Jakarta, BN Nasional — Guru honorer semestinya mendapatkan penghidupan yang layak. Guru honorer berjibaku bekerja mewujudkan mandat kemerdekaan. Amanat yang wajib diupayakan oleh penyelenggara negara dengan berbagai cara.
Temuan Komnas HAM yang disampaikan dalam rapat dengan Pansus Guru dan Tenaga Kependidikan Honorer DPD RI, ada potensi pelanggaran HAM dalam tata kelola guru honorer. Terutama hak atas pekerjaan dan penghidupan yang layak sebagaimana tertuang dalam Pasal 27 ayat (2) UUD NRI tahun 1945; Pasal 23 DUHAM, dan Pasal 6 Kovenan Internasional Hak Ekosob. Hak atas pendidikan Pembukaan UUD NRI Tahun 1945, Pasal 31 ayat (1) UUD NRI Tahun 1945; Pasal 12 UU No. 39/1999 tentang HAM.
Potensi pelanggaran HAM itu dapat diuraikan dari tugas dan tanggung jawab guru PNS maupun honorer yang sama, namun perlakuan antara keduanya diskriminatif dalam hal status kepegawaian dan tingkat kesejahteraan. Sudah jadi pengetahuan publik, jika guru honorer umumnya dalam kondisi penghidupan kurang layak. Bahkan kurang manusiawi.
Kisah mendapatkan gaji 250 ribu perbulan dan dirapel pertiga bulan sudah amat sering kita dengar. Ada yang menyiasati hal itu dengan melakoni banyak pekerjaan tambahan. Alhasil, guru honorer kehilangan fokus dalam mendidik. Implikasinya tentu saja pada kualitas luaran pendidikan kita. Ini seperti jebakan lingkaran setan yang tidak pernah dituntaskan.

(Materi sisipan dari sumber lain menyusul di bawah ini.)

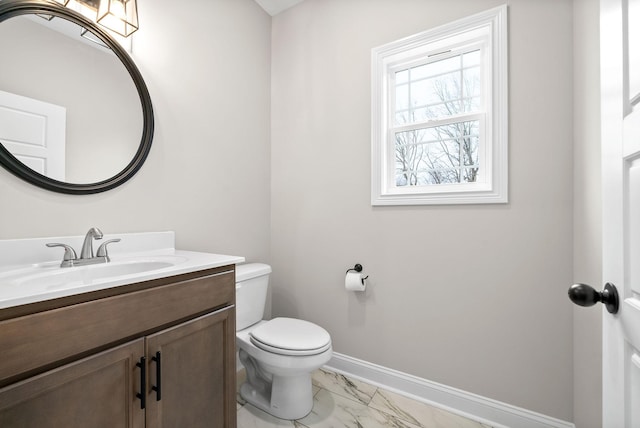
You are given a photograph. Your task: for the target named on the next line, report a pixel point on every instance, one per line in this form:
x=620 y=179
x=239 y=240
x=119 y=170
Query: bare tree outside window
x=432 y=100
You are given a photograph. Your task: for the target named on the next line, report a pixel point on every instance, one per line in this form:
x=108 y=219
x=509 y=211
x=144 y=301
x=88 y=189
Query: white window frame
x=487 y=30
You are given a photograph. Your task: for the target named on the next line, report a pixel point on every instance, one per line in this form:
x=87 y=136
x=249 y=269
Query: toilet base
x=285 y=397
x=289 y=398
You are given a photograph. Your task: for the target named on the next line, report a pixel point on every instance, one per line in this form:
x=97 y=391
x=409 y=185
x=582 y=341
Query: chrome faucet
x=86 y=254
x=87 y=246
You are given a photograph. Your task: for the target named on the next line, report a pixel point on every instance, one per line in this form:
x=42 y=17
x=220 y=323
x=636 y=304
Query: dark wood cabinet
x=93 y=376
x=193 y=389
x=98 y=391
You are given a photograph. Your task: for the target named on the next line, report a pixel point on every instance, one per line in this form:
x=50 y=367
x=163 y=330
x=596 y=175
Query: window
x=439 y=115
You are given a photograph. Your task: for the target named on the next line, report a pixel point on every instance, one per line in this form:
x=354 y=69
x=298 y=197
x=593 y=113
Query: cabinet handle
x=143 y=382
x=158 y=387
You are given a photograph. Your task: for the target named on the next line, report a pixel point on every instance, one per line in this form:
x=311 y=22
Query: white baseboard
x=485 y=410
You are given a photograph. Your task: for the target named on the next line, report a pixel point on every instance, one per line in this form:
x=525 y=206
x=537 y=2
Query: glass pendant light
x=120 y=16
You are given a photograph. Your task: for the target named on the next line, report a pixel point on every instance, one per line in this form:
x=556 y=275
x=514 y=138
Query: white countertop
x=30 y=272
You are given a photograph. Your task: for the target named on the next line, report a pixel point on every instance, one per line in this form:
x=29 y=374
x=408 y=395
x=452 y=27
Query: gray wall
x=207 y=176
x=470 y=296
x=587 y=204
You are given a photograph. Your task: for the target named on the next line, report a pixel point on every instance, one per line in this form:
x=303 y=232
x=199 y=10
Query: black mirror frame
x=12 y=8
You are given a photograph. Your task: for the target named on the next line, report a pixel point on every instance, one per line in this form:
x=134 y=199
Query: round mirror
x=75 y=114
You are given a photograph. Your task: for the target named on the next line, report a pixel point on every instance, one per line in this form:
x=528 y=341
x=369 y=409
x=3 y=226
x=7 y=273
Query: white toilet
x=279 y=355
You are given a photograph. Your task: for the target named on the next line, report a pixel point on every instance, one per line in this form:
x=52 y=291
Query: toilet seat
x=289 y=336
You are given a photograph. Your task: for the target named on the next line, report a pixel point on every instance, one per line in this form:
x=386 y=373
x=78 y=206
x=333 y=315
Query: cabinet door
x=97 y=391
x=197 y=373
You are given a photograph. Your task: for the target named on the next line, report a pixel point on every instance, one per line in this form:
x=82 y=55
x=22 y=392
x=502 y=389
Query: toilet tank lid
x=251 y=270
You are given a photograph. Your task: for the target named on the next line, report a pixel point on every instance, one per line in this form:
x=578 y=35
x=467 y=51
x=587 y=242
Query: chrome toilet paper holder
x=358 y=268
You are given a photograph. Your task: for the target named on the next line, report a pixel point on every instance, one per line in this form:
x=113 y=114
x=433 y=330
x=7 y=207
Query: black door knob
x=585 y=295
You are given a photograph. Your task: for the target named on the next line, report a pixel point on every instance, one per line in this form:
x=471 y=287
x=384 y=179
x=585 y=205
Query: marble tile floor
x=340 y=401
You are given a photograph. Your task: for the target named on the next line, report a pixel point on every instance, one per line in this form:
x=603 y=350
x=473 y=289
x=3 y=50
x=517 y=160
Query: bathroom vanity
x=156 y=352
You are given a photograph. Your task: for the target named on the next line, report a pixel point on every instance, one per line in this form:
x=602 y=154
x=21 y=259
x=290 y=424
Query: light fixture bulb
x=120 y=16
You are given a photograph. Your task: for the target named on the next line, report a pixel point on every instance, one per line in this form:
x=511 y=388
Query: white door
x=34 y=132
x=620 y=84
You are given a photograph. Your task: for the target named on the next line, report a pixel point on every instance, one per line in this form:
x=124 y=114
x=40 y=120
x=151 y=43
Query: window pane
x=402 y=97
x=402 y=76
x=437 y=155
x=439 y=89
x=471 y=82
x=435 y=68
x=471 y=58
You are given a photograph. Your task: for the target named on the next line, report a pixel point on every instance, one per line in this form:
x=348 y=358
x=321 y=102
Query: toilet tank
x=252 y=282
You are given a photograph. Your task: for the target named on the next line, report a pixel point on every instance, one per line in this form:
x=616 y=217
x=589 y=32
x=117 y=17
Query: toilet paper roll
x=354 y=281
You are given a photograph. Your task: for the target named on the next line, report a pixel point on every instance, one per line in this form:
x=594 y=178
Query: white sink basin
x=43 y=278
x=29 y=281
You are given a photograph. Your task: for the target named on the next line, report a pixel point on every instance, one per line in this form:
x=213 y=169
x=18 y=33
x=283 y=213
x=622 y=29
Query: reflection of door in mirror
x=34 y=132
x=103 y=113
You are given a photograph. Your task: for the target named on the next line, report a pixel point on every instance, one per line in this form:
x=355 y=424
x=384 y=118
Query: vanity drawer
x=39 y=341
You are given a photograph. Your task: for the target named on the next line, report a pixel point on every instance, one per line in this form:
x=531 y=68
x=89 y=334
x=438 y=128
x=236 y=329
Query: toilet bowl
x=278 y=355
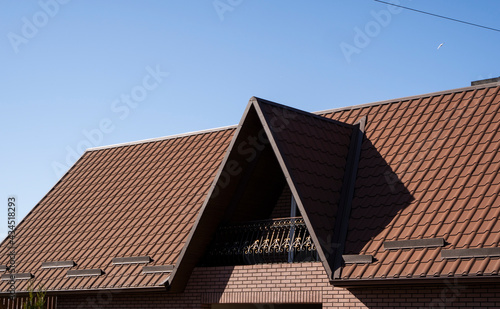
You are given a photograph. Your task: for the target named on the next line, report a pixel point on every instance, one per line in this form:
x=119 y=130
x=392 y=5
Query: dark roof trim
x=189 y=253
x=176 y=282
x=58 y=264
x=93 y=291
x=159 y=139
x=353 y=283
x=131 y=260
x=409 y=98
x=485 y=81
x=414 y=243
x=18 y=276
x=347 y=193
x=357 y=259
x=84 y=272
x=256 y=103
x=470 y=253
x=157 y=269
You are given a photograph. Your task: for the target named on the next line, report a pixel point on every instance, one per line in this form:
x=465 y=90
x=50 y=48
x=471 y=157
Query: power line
x=440 y=16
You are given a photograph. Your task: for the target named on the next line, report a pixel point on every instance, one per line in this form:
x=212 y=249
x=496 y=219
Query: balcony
x=284 y=240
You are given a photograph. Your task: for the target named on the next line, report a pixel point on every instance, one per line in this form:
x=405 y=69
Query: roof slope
x=132 y=200
x=428 y=169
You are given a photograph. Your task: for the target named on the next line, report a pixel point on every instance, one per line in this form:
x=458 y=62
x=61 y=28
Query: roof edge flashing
x=470 y=253
x=131 y=260
x=17 y=276
x=157 y=269
x=159 y=139
x=414 y=243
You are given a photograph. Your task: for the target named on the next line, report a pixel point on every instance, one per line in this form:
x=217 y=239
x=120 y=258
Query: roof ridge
x=407 y=98
x=156 y=139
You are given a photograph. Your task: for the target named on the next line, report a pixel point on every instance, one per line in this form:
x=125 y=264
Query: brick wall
x=289 y=283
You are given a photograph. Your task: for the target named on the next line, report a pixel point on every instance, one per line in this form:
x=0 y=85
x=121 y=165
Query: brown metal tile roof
x=428 y=168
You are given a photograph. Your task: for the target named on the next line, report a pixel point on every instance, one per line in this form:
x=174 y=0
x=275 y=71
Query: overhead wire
x=440 y=16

Betapa menyedihkan menyaksikan para pahlawan bangsa itu ketika dalam seleksi PPPK 2021 tahap pertama sebulan lalu, sejumlah tenaga pendidik yang sudah sepuh terpaksa berjuang mengikuti penjaringan. Bersusah payah mengikuti test berbasis elektronik. Perangkat yang teramat canggih bagi mereka yang mengabdi untuk bangsa sejak era kapur tulis.
Tampil apa adanya, raut muka para pahlawan bangsa itu penuh pengharapan. Ingin kepastian nasib. Bagi para guru honorer, seleksi pegawai pemerintah baik yang status PNS maupun PPPK, seperti seberkas cahaya yang bisa menuntun keluar dari labirin gelap.
Sayangnya memang, seleksi PPPK yang digelar pemerintah belum bisa menjawab aspirasi fundamental guru honorer yang mengharapkan pengangkatan sebagai PNS. Apalagi, seleksi PPPK tidak mampu mengakomodir seluruh guru honorer. Terutama terkendala dalam passing grade dan berbagai persoalan teknis seleksi. Hal itu terlihat rendahnya tingkat penerimaan dibanding jumlah formasi yang dibuka.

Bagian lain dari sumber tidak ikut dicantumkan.